Let's be clear right now and preface that what you're about to see will, if you're human, make your blood boil. And that the next few images require a trigger warning. I tried to write this story without the images and vines they're referencing, and I'm not sure if it'd be possible to convey the impact without them. 

Vine is a spectacular social media platform. Yet, it also has a way of spurring awful people to record awful things like the young man who thought the Internet would appreciate a six-second video of him kicking a tiny cat like it were a football. As The Daily Dot pointed out, that really happened and the man in question is named Walter Easley, a guy who they say is threatening to kick more kittens. Easley deleted his Vine, but the Daily Dot's Fidel Martinez (again, WARNING) made a GIF of Easley's video:

Pretty gross. Internet hubs like Reddit and 4Chan have already tried to gather as much information they can about Easley, and there's a frantic search for his personal information. That said, Easley seems unfazed. "Lol now I got somthing to laugh at all day," he tweeted (his tweets are protected). And Martinez adds: 

He also posted another video on Vine in which he threatened to kick another cat, but that clip has since been taken down.
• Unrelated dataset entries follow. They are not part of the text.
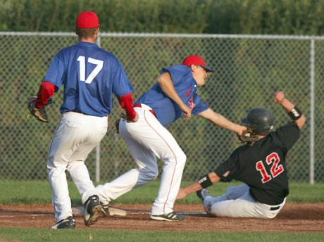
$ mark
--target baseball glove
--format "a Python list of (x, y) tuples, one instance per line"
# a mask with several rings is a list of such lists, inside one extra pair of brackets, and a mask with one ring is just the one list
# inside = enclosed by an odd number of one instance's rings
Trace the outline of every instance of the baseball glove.
[(241, 135), (238, 135), (238, 138), (242, 142), (250, 142), (254, 143), (260, 139), (259, 137), (257, 137), (254, 135), (253, 130), (251, 129), (247, 129), (244, 131)]
[[(30, 110), (30, 114), (33, 115), (35, 117), (36, 117), (36, 119), (39, 121), (49, 122), (47, 114), (46, 113), (45, 106), (39, 109), (35, 108), (36, 98), (36, 96), (32, 96), (30, 99), (28, 101), (28, 110)], [(49, 98), (46, 105), (51, 103), (51, 99)]]

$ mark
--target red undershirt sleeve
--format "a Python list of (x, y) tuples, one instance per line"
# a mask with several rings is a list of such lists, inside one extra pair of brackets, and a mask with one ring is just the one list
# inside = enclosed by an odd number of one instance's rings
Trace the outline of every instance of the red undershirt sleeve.
[(38, 89), (37, 98), (35, 102), (35, 108), (37, 109), (44, 107), (49, 100), (54, 94), (56, 87), (49, 82), (42, 82)]
[(118, 98), (120, 107), (126, 112), (127, 119), (133, 120), (136, 117), (136, 112), (134, 110), (132, 94), (127, 94)]

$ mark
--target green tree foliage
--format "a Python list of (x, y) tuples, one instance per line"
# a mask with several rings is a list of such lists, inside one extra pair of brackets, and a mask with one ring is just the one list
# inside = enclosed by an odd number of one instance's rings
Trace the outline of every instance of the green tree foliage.
[(0, 31), (73, 32), (98, 13), (113, 32), (320, 35), (320, 0), (0, 0)]

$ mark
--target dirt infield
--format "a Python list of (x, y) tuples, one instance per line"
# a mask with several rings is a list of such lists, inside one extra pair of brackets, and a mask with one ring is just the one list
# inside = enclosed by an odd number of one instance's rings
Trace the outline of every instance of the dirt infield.
[[(201, 205), (175, 204), (175, 211), (186, 216), (186, 220), (181, 222), (150, 220), (150, 205), (114, 205), (112, 207), (126, 210), (126, 216), (103, 217), (88, 227), (83, 223), (83, 217), (78, 215), (76, 216), (76, 228), (191, 231), (324, 231), (324, 203), (287, 203), (272, 219), (210, 217), (204, 212)], [(49, 228), (54, 224), (51, 205), (0, 205), (1, 227)]]

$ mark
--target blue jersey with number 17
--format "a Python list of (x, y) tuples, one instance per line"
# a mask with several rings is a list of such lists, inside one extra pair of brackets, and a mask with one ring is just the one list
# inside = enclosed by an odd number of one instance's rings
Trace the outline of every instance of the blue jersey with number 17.
[[(184, 103), (192, 109), (193, 115), (198, 115), (208, 108), (196, 93), (197, 83), (188, 67), (177, 65), (162, 69), (161, 73), (168, 72), (175, 91)], [(157, 119), (166, 126), (183, 115), (180, 107), (169, 98), (162, 91), (158, 84), (156, 84), (135, 103), (146, 104), (153, 109)]]
[(54, 58), (43, 81), (58, 89), (64, 85), (60, 111), (104, 117), (117, 98), (134, 88), (117, 58), (94, 43), (78, 42), (61, 50)]

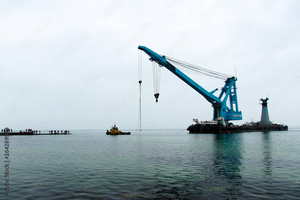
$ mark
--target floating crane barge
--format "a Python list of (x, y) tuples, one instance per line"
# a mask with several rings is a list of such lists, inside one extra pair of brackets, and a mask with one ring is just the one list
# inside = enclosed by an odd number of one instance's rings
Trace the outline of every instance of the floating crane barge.
[[(287, 126), (273, 124), (270, 121), (267, 103), (269, 99), (267, 98), (260, 100), (262, 102), (261, 104), (262, 106), (260, 121), (256, 122), (251, 121), (241, 126), (235, 125), (229, 122), (230, 121), (242, 119), (242, 113), (238, 111), (238, 106), (237, 88), (236, 84), (237, 79), (236, 77), (231, 77), (226, 74), (160, 55), (145, 46), (139, 46), (138, 48), (148, 54), (150, 57), (149, 60), (158, 63), (160, 67), (165, 67), (212, 104), (212, 106), (214, 109), (213, 119), (199, 122), (197, 119), (194, 119), (193, 121), (196, 124), (190, 126), (187, 129), (190, 133), (222, 133), (288, 130)], [(225, 79), (225, 84), (222, 88), (218, 97), (213, 94), (218, 90), (218, 88), (210, 92), (208, 91), (175, 67), (173, 64), (180, 67), (183, 70), (190, 70), (193, 73), (197, 73), (200, 76)], [(155, 97), (156, 102), (158, 97), (158, 95), (157, 95)], [(226, 106), (227, 101), (229, 102), (230, 107)]]

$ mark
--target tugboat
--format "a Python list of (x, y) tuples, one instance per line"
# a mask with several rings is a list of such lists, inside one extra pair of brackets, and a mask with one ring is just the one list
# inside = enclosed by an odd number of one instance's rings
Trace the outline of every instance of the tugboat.
[(130, 132), (122, 132), (119, 130), (118, 127), (116, 127), (116, 124), (115, 126), (112, 126), (111, 127), (110, 131), (109, 131), (107, 130), (106, 132), (106, 135), (130, 135)]

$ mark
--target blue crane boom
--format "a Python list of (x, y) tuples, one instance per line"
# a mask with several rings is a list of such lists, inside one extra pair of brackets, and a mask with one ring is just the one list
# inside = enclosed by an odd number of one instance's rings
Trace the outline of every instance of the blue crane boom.
[[(217, 97), (213, 94), (214, 93), (218, 90), (217, 89), (210, 92), (208, 92), (169, 62), (164, 55), (161, 56), (145, 46), (139, 46), (138, 48), (143, 51), (150, 56), (149, 60), (157, 63), (160, 67), (165, 67), (211, 103), (214, 108), (214, 119), (217, 120), (219, 117), (224, 118), (226, 123), (229, 120), (242, 119), (242, 112), (238, 111), (236, 98), (236, 81), (237, 79), (236, 78), (234, 77), (228, 78), (225, 80), (224, 82), (225, 85), (222, 88), (219, 97)], [(224, 98), (221, 100), (223, 96)], [(226, 103), (229, 97), (230, 108), (226, 106)]]

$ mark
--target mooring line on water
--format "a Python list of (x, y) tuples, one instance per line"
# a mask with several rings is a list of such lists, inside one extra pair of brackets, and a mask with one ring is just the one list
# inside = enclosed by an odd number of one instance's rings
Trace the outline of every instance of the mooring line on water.
[(186, 128), (185, 128), (183, 130), (182, 130), (181, 131), (179, 131), (179, 132), (176, 132), (175, 133), (180, 133), (180, 132), (182, 132), (182, 131), (183, 131), (184, 130), (186, 130)]

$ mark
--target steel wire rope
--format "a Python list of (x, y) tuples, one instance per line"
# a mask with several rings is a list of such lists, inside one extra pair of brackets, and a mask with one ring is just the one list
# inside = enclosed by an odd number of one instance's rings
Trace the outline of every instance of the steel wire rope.
[(142, 131), (143, 129), (143, 127), (142, 125), (142, 114), (141, 112), (141, 97), (142, 97), (142, 50), (139, 51), (139, 83), (140, 83), (140, 107), (139, 110), (139, 120), (137, 122), (137, 126), (136, 127), (136, 131), (140, 130), (140, 131)]
[(166, 58), (170, 63), (176, 66), (179, 69), (190, 73), (218, 79), (226, 79), (231, 77), (228, 75), (182, 62), (169, 57), (166, 56)]

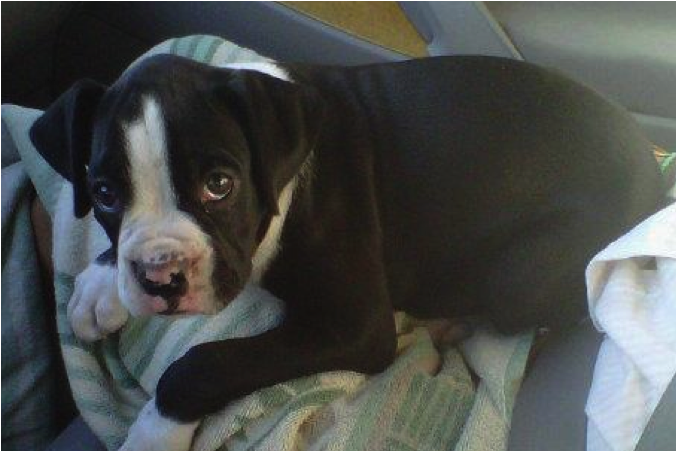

Easley isn't the first person to post something offensive on Vine, will not be the last, and is probably not even the worst thing we've seen on social media. Currently, the worst occurrence of social media meeting real-life terribleness happened last week when a man posted a photo of the corpse of his wife, who he allegedly murdered, on Facebook.

But Easley's video punctuates Vine's first summer as a Twitter app, and its first few months of massive popularity. With that, come the same questions that have plagued Twitter, Facebook, and other social media platforms: exactly how do you determine what's offensive and what isn't, what needs to be kept up or taken down, and how much free speech you allow on the app. Twitter, as we know, is a staunch defender of the First Amendment and it is currently struggling with the amount of violent threats its users like to send out.

While we can agree that unleashing on a tiny cat and then uploading it to the Internet so everyone can see is reprehensible, that becomes a little less clear when you deal with other vine trends like the "smack cam" where boys are filmed hitting girls in the face for funsies. That didn't spur as much initial outrage as Easley's video. But after those videos hit mainstream sites, a majority we originally wrote about were taken down. And then there's the equally puzzling #strokecam where it's apparently "fun" to dryhump unsuspecting women (again, Warning) : 

Some of these videos unlike the cat video, could involve completely willing participants (some of the women who are the target of the dry humping in the stroke cam don't seem like they are in on the joke) and that perhaps changes some of the meaning behind these things and perhaps turns them into an inside joke. But that isn't clear. What's to stop people from mimicking this "joke" and copycat vines proliferating? As episodes like Steubenville showed us this year, kids are capable of laughing off rape. And, as of now, there are few consequences dissuading people from continuing to disseminate this type of "joke."